Beyond the guaranteed benefits of the delayed cord clamping process, a Lotus Birth has other benefits. For those who have experienced Lotus Birth babies, they observe that the babies are “more relaxed and peaceful babies who do not manifest the common 1 lb. newborn weight loss and breastfeeding jaundice that is associated with the first week of life after ‘normal’ birth’s cord cutting” (Source). There is also significantly less risk of infection at the navel site when the Lotus Birth process happens (Source).
Lotus Birth as a Continuation of the Birthing Process
Some women feel that Lotus Birth is an important part of the birthing processes. For some people, “Lotus Birth is seen as the baby’s right and that to cut the cord is to take control over something that is not yours” (Source). Many believe that Lotus Birth is “part of the continuum in the development and unfolding of the human organism” (Source). Embracing the entire birthing processes may include having a Lotus Birth.
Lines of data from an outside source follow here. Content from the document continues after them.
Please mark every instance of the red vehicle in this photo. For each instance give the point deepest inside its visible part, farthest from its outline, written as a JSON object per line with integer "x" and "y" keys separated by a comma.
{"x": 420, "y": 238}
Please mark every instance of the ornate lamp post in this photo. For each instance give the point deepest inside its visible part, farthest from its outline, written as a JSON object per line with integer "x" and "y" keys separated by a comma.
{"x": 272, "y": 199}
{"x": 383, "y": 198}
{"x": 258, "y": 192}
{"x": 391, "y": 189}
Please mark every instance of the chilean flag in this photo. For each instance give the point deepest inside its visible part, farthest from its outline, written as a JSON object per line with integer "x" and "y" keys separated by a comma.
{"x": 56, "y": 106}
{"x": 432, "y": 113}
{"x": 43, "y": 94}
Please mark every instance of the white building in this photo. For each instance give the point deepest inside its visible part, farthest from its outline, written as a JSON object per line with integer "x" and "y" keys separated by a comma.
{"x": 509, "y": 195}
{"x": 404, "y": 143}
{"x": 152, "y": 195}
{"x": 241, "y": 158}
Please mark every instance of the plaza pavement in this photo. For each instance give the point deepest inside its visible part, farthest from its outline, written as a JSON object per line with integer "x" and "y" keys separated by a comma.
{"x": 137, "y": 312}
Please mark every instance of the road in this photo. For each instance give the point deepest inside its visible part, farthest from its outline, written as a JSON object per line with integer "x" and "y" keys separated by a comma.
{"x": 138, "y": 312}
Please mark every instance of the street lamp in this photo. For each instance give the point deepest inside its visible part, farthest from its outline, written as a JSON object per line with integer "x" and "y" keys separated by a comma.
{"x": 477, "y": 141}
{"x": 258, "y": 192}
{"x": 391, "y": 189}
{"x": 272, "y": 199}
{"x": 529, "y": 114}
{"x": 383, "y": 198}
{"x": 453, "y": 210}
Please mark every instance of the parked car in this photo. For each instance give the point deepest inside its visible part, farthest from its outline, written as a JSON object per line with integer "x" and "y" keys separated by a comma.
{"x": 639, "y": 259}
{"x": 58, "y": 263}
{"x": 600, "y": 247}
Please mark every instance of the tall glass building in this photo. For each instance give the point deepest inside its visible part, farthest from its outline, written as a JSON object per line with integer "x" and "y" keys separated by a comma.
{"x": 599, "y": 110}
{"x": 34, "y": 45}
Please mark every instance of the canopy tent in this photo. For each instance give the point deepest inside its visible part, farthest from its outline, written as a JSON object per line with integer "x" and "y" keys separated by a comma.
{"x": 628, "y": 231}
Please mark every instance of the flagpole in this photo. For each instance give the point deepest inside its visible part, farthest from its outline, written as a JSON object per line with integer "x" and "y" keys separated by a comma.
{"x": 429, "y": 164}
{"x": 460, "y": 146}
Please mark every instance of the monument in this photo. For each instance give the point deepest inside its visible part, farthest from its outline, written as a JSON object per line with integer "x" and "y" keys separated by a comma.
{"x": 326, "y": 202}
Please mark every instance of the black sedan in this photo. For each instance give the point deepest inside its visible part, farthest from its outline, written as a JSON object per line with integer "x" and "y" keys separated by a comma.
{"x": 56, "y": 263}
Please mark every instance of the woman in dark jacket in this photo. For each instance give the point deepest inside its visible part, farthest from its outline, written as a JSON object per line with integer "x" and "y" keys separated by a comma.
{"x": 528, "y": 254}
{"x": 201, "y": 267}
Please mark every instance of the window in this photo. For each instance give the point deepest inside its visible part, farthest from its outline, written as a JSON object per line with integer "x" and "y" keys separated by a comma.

In our fast paced society, many women have visitors within a few hours after birth and they tend to go out with their newborn to visit family and friends. By having a Lotus Birth, the birth time is extended into days. These days become a sacred part of the birthing process and create a time of rest and bonding for the entire immediate family. “Lotus Birth is a call to return to the rhythms of nature, to witness the natural order and to the experience of not doing, just being” (Source). What an incredible benefit of Lotus Birth.
Risk Associated with Lotus Birth
The Royal College of Obstetricians and Gynecologists (RCOG) released a statement in 2008 that suggested that there may be risks associated with Lotus Birth that must be considered when making this decision. The RCOG said that, “If left for a period of time after the birth, there is a risk of infection in the placenta which can consequently spread to the baby. The placenta is particularly prone to infection as it contains blood. Within a short time after birth, once the umbilical cord has stopped pulsating, the placenta has no circulation and is essentially dead tissue. If women do opt for umbilical non-severance, the RCOG strongly recommends that their babies be monitored carefully for any signs of infection” (Source).
Like with any other choice parent makes when it comes to pregnancy and birth, it is important to weigh all of the risks and the benefits in order to come to a decision that is the very best for your family.
There are clearly many benefits to Lotus Birth which makes it something worthwhile to consider as you plan your next birth. Talk to your friends, talk to your midwife, try and find people who have experienced the process and can tell you firsthand what to expect and the benefits or risks that they experienced.
Have you or anyone you know chosen to have a Lotus Birth? How was it?